The appointment of Levine, who at 83 is one of the oldest poet laureates, was announced Wednesday by Librarian of Congress James Billington.

Levine, of Fresno, Calif., is the author of 20 collections of poems, including "The Simple Truth," for which he won the Pulitzer Prize.

"Philip Levine is one of America’s great narrative poets," Billington said. "His plainspoken lyricism has, for half a century, championed the art of telling ‘The Simple Truth’ — about working in a Detroit auto factory, as he has, and about the hard work we do to make sense of our lives."

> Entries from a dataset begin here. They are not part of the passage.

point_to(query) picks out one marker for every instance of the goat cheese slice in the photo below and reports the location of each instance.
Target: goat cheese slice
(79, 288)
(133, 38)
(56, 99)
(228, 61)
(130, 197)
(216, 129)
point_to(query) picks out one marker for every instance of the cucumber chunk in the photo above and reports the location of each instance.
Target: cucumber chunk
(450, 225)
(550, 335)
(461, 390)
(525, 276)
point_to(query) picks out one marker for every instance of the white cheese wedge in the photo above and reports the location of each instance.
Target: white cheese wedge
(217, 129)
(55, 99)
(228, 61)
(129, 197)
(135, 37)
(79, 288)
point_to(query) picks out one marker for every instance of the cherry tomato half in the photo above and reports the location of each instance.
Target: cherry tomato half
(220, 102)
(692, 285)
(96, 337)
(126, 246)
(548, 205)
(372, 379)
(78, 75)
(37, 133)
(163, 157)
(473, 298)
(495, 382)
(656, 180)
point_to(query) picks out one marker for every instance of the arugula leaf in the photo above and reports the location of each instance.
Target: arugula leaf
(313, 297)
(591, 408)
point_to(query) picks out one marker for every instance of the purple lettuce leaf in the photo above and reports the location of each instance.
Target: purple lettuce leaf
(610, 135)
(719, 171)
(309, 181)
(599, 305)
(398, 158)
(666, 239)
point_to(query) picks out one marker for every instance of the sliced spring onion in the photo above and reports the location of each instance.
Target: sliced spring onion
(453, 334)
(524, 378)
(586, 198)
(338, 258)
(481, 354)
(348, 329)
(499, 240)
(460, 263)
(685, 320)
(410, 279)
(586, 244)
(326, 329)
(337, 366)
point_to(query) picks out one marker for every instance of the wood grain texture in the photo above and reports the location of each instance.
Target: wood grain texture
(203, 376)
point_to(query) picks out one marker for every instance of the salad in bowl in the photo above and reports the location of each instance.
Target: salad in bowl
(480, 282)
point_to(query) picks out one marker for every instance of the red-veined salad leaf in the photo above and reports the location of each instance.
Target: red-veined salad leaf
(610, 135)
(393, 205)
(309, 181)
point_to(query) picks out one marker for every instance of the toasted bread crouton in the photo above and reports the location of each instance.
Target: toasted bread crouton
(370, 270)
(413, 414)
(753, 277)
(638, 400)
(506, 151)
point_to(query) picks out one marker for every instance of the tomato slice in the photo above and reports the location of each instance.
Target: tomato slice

As a student, the Detroit native worked a number of industrial jobs at the city’s auto-manufacturing plants. Levine, the son of Russian-Jewish immigrants, once referred to himself as “a dirty Detroit Jew with bad manners,” according to The New York Times.

About writing poems in his mid-20s during his factory days, Levine said, "I believed even then that if I could transform my experience into poetry, I would give it the value and dignity it did not begin to possess on its own. I thought, too, that if I could write about it I could come to understand it; I believed that if I could understand my life — or at least the part my work played in it — I could embrace it with some degree of joy, an element conspicuously missing from my life."

Levine taught for many years at California State University, Fresno, where he is professor emeritus in the English Department. He also has taught at New York University as distinguished writer in residence, as well as at Columbia, Princeton, Brown and Tufts universities, and the University of California, Berkeley.